Each of the major monotheistic religions appears to have had the intent of the founder overturned by his “followers”. Judaism began as a polytheistic religion, where Abraham allied himself with Yahweh against other gods like Baal, but it evolved into monotheism. Both Buddhism and Islam began with the founder attempting to prevent the worship of a human individual, but have ended with the founder himself being given quasi-divine status. Christianity began with Jesus preaching a rejection of the Roman occupation of Palestine and a restoration of Judaic monotheism, and developed into the rejection of Judaism and the embrace of Rome, and even the worship of Jesus as God.

Beware the wrath of god(s)/goddess(es)

More recent religions appear fraudulent from the beginning. Mormonism begins with a 14-year-old con artist writing a ludicrous (and completely impossible) account of the settling of North America by the Lost Tribes of Israel. Scientology was created by science fiction author L. Ron Hubbard some time after he wrote “If you want to make a little money, write a book. If you want to make a lot of money, create a religion.” Kwanzaa has been labeled “a hoax built around fake history and pseudohistorical delusions”, and its lack of historical roots lays it open to ridicule.

The polytheistic religions look cleaner: partly because their origins are lost in the mists of time, partly because their nature allows different worship for different gods and goddesses – whether Hinduism, Santeria, Roman cults or Norse paganism, you’re free to choose an appropriate deity for whatever you’re trying to get out of worshiping them. If you feel the need to discover or invent a new god, that’s not a problem in a polytheist tradition – and if it resonates with something deep in the human psyche it may well grow in popularity. If you want to do this, stay close to nature. Worship waterfalls and storms, for example, like these chimpanzees.

“Sacrifice” – “giving away” or “making sacred”

To sacrifice something is to give it away, often to prevent a larger evil or to achieve a greater benefit. In primitive cultures where the word originated, it means you make something sacred by dedicating it to the gods for their use alone. You do this typically by preventing it ever being used by anyone else, i.e. you kill it or destroy it. It may be a young child, or a prisoner, or a prized horse or farm animal, or a sword or jewelry. You invoke the gods, then kill or break the sacrifice, or throw it somewhere irretrievable like the sea or a volcano.

God said to Abraham, "Kill me a son."

Here’s a story out of rural India, reported in the Sydney Morning Herald:

A seven-year-old Indian girl was murdered in a tribal sacrifice and her liver offered to the gods to improve crop growth, police in the central state of Chhattisgarh said on Sunday.

The body of Lalita Tati was found in October a week after her family reported her missing.

“A seven-year-old girl was sacrificed by two persons superstitiously believing that the act would give a better harvest,” Narayan Das, the police chief of Bijapur district, told AFP by telephone.

So what words come to mind? “Murder… tribal… black magic… witch doctors…”? Yes, those all show up in the rest of the story as reported.
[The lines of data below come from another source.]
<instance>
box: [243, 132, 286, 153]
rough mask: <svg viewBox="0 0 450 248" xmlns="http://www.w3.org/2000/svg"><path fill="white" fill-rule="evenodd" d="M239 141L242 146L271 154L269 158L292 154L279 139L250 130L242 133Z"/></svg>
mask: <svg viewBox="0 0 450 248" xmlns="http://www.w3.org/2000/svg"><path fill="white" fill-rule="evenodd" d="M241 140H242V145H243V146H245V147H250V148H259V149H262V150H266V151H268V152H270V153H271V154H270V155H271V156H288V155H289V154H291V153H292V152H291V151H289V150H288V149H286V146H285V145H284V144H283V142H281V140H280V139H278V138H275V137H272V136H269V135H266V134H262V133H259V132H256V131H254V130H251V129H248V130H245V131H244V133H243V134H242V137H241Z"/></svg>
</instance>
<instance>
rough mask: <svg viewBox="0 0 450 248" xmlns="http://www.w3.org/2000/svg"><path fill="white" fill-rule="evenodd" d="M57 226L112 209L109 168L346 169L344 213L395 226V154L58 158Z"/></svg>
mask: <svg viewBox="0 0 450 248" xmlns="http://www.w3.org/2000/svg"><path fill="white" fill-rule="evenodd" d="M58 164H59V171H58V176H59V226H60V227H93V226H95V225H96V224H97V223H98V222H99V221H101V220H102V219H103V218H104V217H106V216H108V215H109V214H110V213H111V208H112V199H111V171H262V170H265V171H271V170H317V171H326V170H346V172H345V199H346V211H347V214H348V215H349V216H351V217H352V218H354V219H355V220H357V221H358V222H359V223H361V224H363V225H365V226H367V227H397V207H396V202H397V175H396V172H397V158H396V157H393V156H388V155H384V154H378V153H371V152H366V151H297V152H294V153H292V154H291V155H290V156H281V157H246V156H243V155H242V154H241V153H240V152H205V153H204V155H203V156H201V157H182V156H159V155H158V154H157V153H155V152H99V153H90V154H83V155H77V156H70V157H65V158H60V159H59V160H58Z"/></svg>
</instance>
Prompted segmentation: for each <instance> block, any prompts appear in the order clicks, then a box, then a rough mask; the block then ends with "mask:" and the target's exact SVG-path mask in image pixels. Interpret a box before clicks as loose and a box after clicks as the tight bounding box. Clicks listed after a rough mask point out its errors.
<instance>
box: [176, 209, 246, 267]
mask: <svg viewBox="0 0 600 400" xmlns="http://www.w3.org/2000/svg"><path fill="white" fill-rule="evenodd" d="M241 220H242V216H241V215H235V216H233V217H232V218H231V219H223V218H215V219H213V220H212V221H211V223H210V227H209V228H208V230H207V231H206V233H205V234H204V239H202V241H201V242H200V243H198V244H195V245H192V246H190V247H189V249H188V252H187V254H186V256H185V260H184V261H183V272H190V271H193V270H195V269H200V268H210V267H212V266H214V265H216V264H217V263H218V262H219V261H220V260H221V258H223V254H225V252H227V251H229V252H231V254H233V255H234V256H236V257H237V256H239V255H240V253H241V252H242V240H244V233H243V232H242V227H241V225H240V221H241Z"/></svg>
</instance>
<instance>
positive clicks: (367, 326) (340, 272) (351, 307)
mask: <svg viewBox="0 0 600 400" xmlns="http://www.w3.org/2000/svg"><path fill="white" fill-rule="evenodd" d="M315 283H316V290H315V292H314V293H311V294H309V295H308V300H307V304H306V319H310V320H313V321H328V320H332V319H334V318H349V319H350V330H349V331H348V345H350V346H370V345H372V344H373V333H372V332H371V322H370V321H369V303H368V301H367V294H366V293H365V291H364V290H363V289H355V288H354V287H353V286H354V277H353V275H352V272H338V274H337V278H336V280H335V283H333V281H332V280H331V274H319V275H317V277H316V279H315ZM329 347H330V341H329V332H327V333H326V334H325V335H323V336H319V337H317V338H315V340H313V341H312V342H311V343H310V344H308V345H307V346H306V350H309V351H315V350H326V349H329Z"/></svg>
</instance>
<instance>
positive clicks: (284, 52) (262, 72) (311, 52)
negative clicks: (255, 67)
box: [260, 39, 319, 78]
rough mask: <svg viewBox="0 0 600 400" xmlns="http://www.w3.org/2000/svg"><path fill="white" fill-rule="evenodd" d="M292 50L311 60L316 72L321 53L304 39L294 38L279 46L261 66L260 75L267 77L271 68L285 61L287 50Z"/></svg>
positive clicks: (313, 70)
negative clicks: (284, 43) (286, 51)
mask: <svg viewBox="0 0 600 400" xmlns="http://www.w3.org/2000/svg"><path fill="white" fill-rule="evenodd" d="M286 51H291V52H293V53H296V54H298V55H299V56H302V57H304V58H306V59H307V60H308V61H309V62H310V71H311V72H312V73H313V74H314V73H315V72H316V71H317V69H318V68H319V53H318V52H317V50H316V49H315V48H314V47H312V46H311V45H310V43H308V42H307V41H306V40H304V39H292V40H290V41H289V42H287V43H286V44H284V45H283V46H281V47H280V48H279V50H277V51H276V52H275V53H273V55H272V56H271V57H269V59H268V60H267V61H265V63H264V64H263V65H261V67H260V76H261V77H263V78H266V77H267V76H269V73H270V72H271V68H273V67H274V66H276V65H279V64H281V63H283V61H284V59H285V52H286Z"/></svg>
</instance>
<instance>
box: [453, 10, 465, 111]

But how about “Abraham… God… sacrifice…”?
Sacrifice is nothing more than an attempt to bribe the most powerful force you can conceive of, so that it will reward you instead of punishing you. It makes ‘love of God’ into a mere manifestation of the Stockholm Syndrome.
The Roman Empire, although hosting gladiatorial contests and public executions, found human sacrifice obnoxious “to the laws of gods and men”. That the three great monotheist religions trace their common ancestry to Abraham, and to his willingness to kill his son in order to appease the voices in his head, is not something that any Jew, Christian or Muslim should be proud of.